2GlaxoSmithKline, RTP, North Carolina.
3OpGen, Gaithersburg, MD.
4BioAgilytix Labs, RTP, NC.
5Institute for Genome Sciences and Policy, Duke University, Durham, North Carolina.
6Duke Clinical Research Institute, Durham, North Carolina; Gilead Sciences, Foster City, CA.
7NIHR Biomedical Research Unit in Gastrointestinal and Liver Diseases at Nottingham University Hospitals NHS Trust and the University of Nottingham, Nottingham, UK.
Abstract
BACKGROUNDS & AIMS:
Non-invasive tests cannot differentiate between adjacent stages of fibrosis, which limits assessment of disease progression and regression during therapy.

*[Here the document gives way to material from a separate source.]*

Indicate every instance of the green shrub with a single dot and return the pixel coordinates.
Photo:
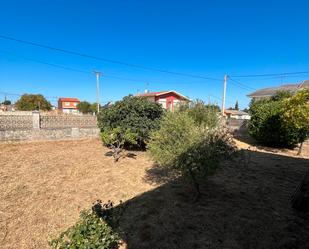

We investigated whether levels of cytokines and extracellular matrix proteins in serum and biopsy samples can be used to determine actual stage of liver fibrosis in patients with chronic hepatitis C (CHC), and in prognosis.
METHODS:
We collected data from 383 treatment-naïve patients with CHC from the Duke Hepatology Clinical Research Database and Biorepository, from 2006 through 2009, for use in the training set. Serum samples were obtained from 100 individuals without CHC (controls). We selected 37 serum biomarkers for customized array analysis, using the SearchLight multiplex sandwich ELISA. Data from 434 treatment-naïve patients with CHC, obtained from the Trent HCV cohort, were used in the validation analysis. Multivariable modeling, marker selection, and validation included RandomForest and Obuchowski measures, with independent comparison to FibroSURE.
RESULTS:
Four serum markers (levels of hyaluronic acid, VCAM1, A2M, and RBP4) and age associated with fibrosis stage (F0-1, F2-3, or F4); these had Obuchowski measures of 0.85-0.89, with misclassification rates of 38% and 29% in training and validation sets, compared to 50% for the FibroSURE test. In the training set, area under the curve (AUC) values for the multiplex markers were similar to those from the FibroSURE test: stages F0 vs F1 (0.51 vs 0.53), F1 vs F2 (0.60 vs 0.59), F2 vs F3 (0.69 vs 0.72), and F3 vs F4 (0.51 vs 0.52). AUC values were similar in the validation cohort. In longitudinal analyses of 133 paired biopsies, 9 markers (level of alanine aminotransferase, γ-glutamyltranspeptidase, hyaluronic acid, ICAM1, interleukin (IL)4, CXCL10, CXCL9, and VCAM1) were associated with change in the histologic activity index (P values ranging from .000 to .049) and 4 (GMCSF, IL12, IL2, and MMP13) were associated with a change in fibrosis stage (P values ranging from .001 to .042).
CONCLUSIONS:
We identified serum biomarkers that can be measured by mutiplex ELISA to determine levels of fibrosis in patients with CHC, although misclassification is frequent and results are comparable with those from the FibroSURE test. Changes in protein levels in biopsy samples associated with progression of fibrosis in patients.